エレクトロポレーションはフィールドエレクトロポレーションのみを指していたのに対し、過去20年間に、特異性と効率を向上させるために複数のin vitroおよびin vivo単一細胞エレクトロポレーションプロトコルが開発され、エレクトロポレーションが遺伝子を個々の細胞に移すことができることを実証し、したがって、非常に正確であることが実証されています。しかし、この手順は技術的に要求が厳しく、時間がかかり、比較的非効率的です。実際、最近の論文では、機械化されたエレクトロポレーションリグ8,9の実現可能性を調査しており、このようなロボット工学の設置に興味を持つ研究者にとってこれらの障壁のいくつかを排除するのに役立ちます。しかし、より単純な手段を探している人にとって、エレクトロポレーション、すなわち細胞死、トランスフェクション障害、ピペット詰まりの問題は依然として懸念される。

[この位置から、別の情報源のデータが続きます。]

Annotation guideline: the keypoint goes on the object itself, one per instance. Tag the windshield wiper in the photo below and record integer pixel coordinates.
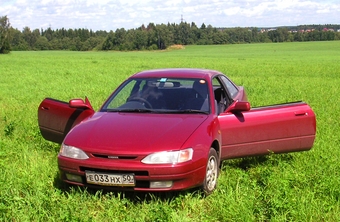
(130, 110)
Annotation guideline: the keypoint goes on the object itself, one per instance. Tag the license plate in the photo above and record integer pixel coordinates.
(106, 179)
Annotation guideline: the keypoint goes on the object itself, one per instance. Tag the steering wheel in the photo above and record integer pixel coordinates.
(143, 101)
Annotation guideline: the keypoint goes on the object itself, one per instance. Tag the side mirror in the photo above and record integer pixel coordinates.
(238, 106)
(80, 104)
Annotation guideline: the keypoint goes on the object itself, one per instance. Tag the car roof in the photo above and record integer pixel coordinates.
(177, 73)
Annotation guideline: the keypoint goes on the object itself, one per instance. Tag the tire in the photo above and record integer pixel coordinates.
(211, 173)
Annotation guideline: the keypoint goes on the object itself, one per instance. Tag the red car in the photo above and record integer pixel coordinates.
(169, 129)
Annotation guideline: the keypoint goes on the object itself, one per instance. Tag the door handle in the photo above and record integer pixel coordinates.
(301, 113)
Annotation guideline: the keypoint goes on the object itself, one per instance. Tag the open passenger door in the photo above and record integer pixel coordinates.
(57, 118)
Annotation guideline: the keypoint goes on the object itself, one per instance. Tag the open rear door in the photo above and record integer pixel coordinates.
(57, 118)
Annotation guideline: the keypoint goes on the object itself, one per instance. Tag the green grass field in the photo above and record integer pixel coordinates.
(291, 187)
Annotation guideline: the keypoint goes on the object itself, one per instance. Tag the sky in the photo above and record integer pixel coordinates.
(129, 14)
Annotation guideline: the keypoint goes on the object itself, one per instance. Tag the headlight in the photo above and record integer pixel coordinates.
(169, 157)
(72, 152)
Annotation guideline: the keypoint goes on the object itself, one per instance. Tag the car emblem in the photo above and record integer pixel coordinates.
(113, 157)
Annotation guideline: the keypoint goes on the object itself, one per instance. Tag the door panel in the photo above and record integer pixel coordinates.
(56, 119)
(280, 129)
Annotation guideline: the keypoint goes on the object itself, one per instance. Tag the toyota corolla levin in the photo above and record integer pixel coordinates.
(169, 129)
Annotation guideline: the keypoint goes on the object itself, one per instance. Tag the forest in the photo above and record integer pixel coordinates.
(158, 36)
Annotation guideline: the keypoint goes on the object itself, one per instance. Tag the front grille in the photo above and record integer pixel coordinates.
(115, 157)
(137, 173)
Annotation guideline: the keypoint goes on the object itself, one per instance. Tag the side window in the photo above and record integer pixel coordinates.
(220, 95)
(233, 90)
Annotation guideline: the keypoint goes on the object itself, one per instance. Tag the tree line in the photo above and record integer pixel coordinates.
(154, 36)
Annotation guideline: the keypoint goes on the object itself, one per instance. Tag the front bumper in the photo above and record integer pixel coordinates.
(183, 176)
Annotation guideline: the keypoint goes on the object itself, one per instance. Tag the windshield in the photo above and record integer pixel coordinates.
(160, 95)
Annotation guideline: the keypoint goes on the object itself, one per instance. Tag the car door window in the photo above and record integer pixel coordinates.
(233, 90)
(221, 97)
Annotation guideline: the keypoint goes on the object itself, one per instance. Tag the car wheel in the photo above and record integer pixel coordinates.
(211, 173)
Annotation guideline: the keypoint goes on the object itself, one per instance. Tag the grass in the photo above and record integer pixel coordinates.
(290, 187)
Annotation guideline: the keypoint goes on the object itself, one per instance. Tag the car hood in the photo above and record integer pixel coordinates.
(107, 132)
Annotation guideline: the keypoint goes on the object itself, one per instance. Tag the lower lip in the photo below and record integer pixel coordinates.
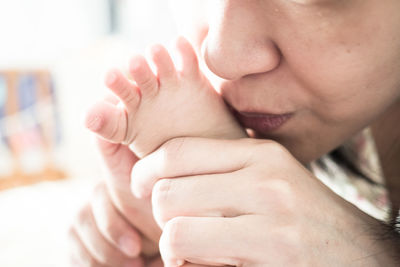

我々は最近、より大きな先端ガラスピペット、穏やかな電気パルスパラメータ、および以前の方法よりもはるかに高い経道ニューロンのトランスフェクション効率を生成するユニークな圧力サイクリングステップを使用するエレクトロポレーション法を開発し、ソマトスタチン発現阻害性インターニューロンを含む阻害ニューロンインターニューロンの遺伝子を初めてトランスフェクトすることを可能にした。しかしながら、異なる阻害性インターニューロン型および神経細胞発生段階におけるこのエレクトロポレーション法の信頼性は取り上げられていない。ここでは、このエレクトロポレーション技術が、興奮性ニューロンおよび異なるクラスのインターニューロンの両方に遺伝子をトランスフェクトできることを実証した。重要なことに、試験したインビトロ(DIV)スライス培養年齢に関係なく、トランスフェクション効率が高かった。この確立されたユーザーフレンドリーな技術は、インビトロマウス脳組織の文脈で異なる細胞タイプの単細胞エレクトロポレーションを使用することに興味のある研究者に強くお勧めします。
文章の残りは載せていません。